21:03 30-11-2025
BYD欧州攻勢の全貌:Atto 2/8とSealion 5、Denza・Yangwang、1000kW超急速充電
BYDはラインアップを増やすだけではない。2026年には、手頃なEVから高級ブランド、超高出力充電までを網羅する大規模な欧州戦略を本格展開する。すでに次の投入モデルとして、Atto 2、Sealion 5、そして旗艦のAtto 8が内定している。
Atto 2は欧州で最も手の届きやすいハイブリッドとして、価格は€28,200から。Sealion 5はルノー・エスパスやプジョー5008と真っ向から競合する位置づけだ。初手からこの価格と布陣で来るなら、既存の量販勢も黙ってはいられないはずだ。

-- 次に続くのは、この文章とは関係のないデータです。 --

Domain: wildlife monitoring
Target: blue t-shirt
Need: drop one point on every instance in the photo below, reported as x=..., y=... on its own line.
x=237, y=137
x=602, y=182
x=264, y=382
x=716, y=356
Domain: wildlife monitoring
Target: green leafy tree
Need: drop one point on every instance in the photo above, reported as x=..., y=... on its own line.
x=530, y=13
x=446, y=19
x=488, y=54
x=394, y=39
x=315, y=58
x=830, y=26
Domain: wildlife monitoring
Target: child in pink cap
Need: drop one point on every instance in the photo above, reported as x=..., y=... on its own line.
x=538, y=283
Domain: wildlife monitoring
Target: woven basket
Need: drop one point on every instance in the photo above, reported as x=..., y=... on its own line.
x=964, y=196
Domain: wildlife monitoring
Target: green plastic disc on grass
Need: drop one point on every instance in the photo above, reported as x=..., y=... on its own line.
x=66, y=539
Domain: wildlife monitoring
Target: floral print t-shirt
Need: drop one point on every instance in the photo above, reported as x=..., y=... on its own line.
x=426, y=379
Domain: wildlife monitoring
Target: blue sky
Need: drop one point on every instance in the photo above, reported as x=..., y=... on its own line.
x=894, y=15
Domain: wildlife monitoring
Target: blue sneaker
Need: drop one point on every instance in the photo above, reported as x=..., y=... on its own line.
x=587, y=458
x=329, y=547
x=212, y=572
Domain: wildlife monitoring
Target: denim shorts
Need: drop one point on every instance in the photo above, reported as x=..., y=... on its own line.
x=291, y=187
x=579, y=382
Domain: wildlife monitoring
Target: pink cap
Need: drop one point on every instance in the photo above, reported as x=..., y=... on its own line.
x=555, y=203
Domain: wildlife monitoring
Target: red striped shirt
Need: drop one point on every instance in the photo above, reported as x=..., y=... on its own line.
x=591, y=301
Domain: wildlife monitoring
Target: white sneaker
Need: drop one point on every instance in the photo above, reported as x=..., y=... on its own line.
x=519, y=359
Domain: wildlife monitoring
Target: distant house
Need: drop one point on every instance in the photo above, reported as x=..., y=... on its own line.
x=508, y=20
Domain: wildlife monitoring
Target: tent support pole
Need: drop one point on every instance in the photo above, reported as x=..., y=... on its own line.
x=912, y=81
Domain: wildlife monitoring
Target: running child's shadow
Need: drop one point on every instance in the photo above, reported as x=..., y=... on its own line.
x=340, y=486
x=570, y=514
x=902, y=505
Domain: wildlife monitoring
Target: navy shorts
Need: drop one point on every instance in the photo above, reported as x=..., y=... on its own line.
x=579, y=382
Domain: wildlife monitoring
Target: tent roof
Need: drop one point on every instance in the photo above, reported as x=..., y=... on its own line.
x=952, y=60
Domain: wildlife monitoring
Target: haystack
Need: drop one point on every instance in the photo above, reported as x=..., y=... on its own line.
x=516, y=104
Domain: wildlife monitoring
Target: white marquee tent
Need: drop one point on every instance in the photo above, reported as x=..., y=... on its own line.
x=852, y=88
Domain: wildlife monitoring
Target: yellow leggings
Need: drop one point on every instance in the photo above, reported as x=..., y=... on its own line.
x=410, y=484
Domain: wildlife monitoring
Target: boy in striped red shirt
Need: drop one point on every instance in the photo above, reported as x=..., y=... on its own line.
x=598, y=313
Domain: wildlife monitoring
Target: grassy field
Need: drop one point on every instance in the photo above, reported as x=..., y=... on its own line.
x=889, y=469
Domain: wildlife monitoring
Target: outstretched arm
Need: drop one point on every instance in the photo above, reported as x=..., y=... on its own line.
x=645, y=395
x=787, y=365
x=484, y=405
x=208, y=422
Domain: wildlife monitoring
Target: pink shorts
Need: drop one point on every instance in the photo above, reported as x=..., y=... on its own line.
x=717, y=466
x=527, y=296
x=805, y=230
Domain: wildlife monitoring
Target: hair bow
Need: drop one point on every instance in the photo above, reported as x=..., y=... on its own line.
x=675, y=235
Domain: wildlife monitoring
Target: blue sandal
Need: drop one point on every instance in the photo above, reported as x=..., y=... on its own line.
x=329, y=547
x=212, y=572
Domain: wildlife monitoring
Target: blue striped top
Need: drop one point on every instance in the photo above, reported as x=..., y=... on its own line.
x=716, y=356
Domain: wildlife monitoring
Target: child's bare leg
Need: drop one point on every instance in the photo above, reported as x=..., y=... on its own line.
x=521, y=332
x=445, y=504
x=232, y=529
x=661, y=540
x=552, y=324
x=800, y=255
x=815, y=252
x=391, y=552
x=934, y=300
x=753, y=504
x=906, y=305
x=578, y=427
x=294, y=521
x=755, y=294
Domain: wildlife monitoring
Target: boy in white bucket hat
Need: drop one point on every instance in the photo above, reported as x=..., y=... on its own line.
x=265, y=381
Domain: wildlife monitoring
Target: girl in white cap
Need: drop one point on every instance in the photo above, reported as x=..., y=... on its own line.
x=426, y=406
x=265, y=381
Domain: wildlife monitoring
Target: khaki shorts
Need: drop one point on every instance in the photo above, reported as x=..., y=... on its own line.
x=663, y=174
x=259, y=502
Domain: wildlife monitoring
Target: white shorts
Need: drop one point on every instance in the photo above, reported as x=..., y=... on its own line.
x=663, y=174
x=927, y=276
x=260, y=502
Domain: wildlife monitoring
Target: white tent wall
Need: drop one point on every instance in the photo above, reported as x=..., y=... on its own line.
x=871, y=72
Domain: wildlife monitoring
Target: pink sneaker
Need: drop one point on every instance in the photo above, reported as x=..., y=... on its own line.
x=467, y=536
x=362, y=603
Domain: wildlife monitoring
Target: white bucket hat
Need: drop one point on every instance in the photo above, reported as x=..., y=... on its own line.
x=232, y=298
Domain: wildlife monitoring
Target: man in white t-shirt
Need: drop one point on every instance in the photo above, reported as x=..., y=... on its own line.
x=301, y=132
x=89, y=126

目玉はAtto 8だ。全長5メートル級のSUVに、1,000馬力超、0-100km/h加速3.9秒というパフォーマンスを与え、最大1,000kWの充電にも対応する。公称値では、5分で航続距離370km分を一気に補充できるという。これが日常の使い方でも再現されるなら、長距離EV移動の常識は更新されるだろう。
BYDの攻勢はそこで止まらない。2026年には高級ブランドのDenzaが欧州に上陸し、続いてウルトラプレミアムのYangwangが入ってくる。Denza Z9 GTは全長5.2メートルの電動オルタナティブで、ポルシェ・パナメーラに対抗する立ち位置。最高出力は最大965馬力、クラブウォーク機能といった装備も掲げる。続いてDenza D9と、ポルシェ911を狙うスポーツクーペのDenza Zが控える。
Yangwangは3モデルを持ち込む。セダンのU7、水陸両用SUVのU8、そして世界最速の電動車を狙える可能性をうかがわせるハイパーカーのU9。これらを支えるのが、定格1,000kWの「Flash Chargers」ネットワークだ。
生産体制も計画に含まれる。ハンガリー工場では、2026年末までにAtto 3とDolphinの生産を開始する予定だ。欧州の購入者へのメッセージは明確だ。これは新型車の投入だけではなく、次のフェーズを見据えた技術とインフラの転換まで見通した動きである。